Events in UCIS

Friday, September 6 until Friday, September 13

4:00 pm Student Club Activity
Kya Baat Hai!
Location:
Global Hub
Sponsored by:
Global Hub along with Kya Baat Hai!
See Details

Join undergraduate Pitt students for a conversation hour to practice speaking in Hindi and Urdu and connect over shared cultural experiences.

Kya Baat Hai will meet weekly, on Fridays, during the 2024-2025 academic year, EXCEPT on the following dates:
September 20
September 27
December 20
December 27
January 3

Thursday, September 12 until Friday, September 13

9:00 am Conference
The Future of Myanmar
Location:
Alumni Hall 5th Floor
Sponsored by:
Asian Studies Center along with Center for Governance and Markets; Ridgway Center for International Security Studies
See Details

Join us for a critical workshop titled "Local Governance and the Path to Peace in Myanmar," organized by the Center for Governance and Markets at the University of Pittsburgh. This event is a timely response to the rapidly evolving situation in Myanmar, aiming to foster discussions and strategies for resolving long-standing conflicts and building trust among diverse ethnic and regional groups in the country. This workshop will bring together scholars, practitioners, and civil society leaders, along with US-based academics and political scientists, to exchange experiences and strategies for tackling local challenges and fostering trust across ethnic and regional divides. Register here

Thursday, September 12

12:30 pm Student Club Activity
Tavola Italiana
Location:
Global Hub
Sponsored by:
Global Hub along with Department of French & Italian
See Details

Mangia con noi! Bring your lunch and chat with us! Pitt students only, all levels welcome!

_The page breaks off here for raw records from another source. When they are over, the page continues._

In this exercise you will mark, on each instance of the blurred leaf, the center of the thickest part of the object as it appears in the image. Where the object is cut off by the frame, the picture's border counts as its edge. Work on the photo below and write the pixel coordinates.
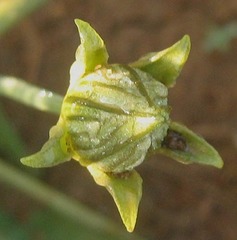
(219, 37)
(12, 11)
(48, 225)
(10, 229)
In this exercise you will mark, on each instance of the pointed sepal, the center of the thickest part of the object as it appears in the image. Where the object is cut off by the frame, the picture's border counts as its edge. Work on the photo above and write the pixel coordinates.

12:30 pm Lecture Series / Brown Bag
CLAS Speaker Series
Location:
4130 Posvar and Zoom
Sponsored by:
Center for Latin American Studies
See Details
4:30 pm Seminar
"Making Socialism Work: Economic Reform and the Soviet Enterprise, 1960s-2000s. "
Location:
3703 Wesley W. Posvar Hall
Sponsored by:
European Studies Center and European Union Center of Excellence along with Department of History
See Details

The history of the Soviet economy is of central importance to how scholars and activists understand the fate of state socialism in the twentieth century and how scholars and diplomats understand contemporary security concerns in Eurasia and in Europe. For the former, state socialism's failure to fulfill its liberatory promises casts doubt on any project that aims to free humanity from the burden of commodified labor and the class relations to which it gives rise. Dr. Nealy demonstrates the Soviet economy's capacity to evolve in a way that bears striking resemblance to the sorts of changes experienced by much of the industrialized world during the same period. The result is a compelling interpretation of the history of the Soviet economy that offers new answers, but also provokes new questions, about the nature of state socialism in history and the prospects for state security in the contemporary world.

About the speaker:
James Nealy received his PhD from Duke University in May of 2022. A specialist in the social, economic, and intellectual history of the Soviet Union and the world.

5:00 pm Lecture
Feminists, Lesbians and Queer Girls’ Manga
Location:
Carnegie Mellon University, Posner Hall 343
Sponsored by:
Asian Studies Center
See Details

Join us for an enlightening guest lecture by James Welker, the author of Transfiguring Women in Late Twentieth-Century Japan: Feminists, Lesbians, and Girls’ Comics Artists and Fans (University of Hawaii Press, 2024). This groundbreaking book delves into the dynamic and overlapping communities of women and adolescent girls in 1970s and 1980s Japan who challenged traditional gender and sexual norms. The lecture will explore the ūman ribu (women’s liberation) movement, the rezubian (lesbian) community, and the world of queer shōjo manga (girls’ comics), highlighting how these groups redefined the concept of “women” by selectively appropriating Western ideas while remaining deeply rooted in Japanese culture.

Welker will provide a broad historical overview of these movements and offer insights into how acts of transfiguration reshaped what it meant to be a woman in Japan. Drawing from a vast archive of dictionaries, sexology texts, literature, magazines, comics and interviews, his book talk promises to be a rich exploration of how these communities forged new understandings of gender and sexual expression.

James Welker is a professor in the Department of Cross-Cultural Studies at Kanagawa University in Yokohama, Japan. His research focuses primarily on gender and sexuality in postwar and contemporary Japan, especially fan cultures, feminisms and the LGBTQ+ community.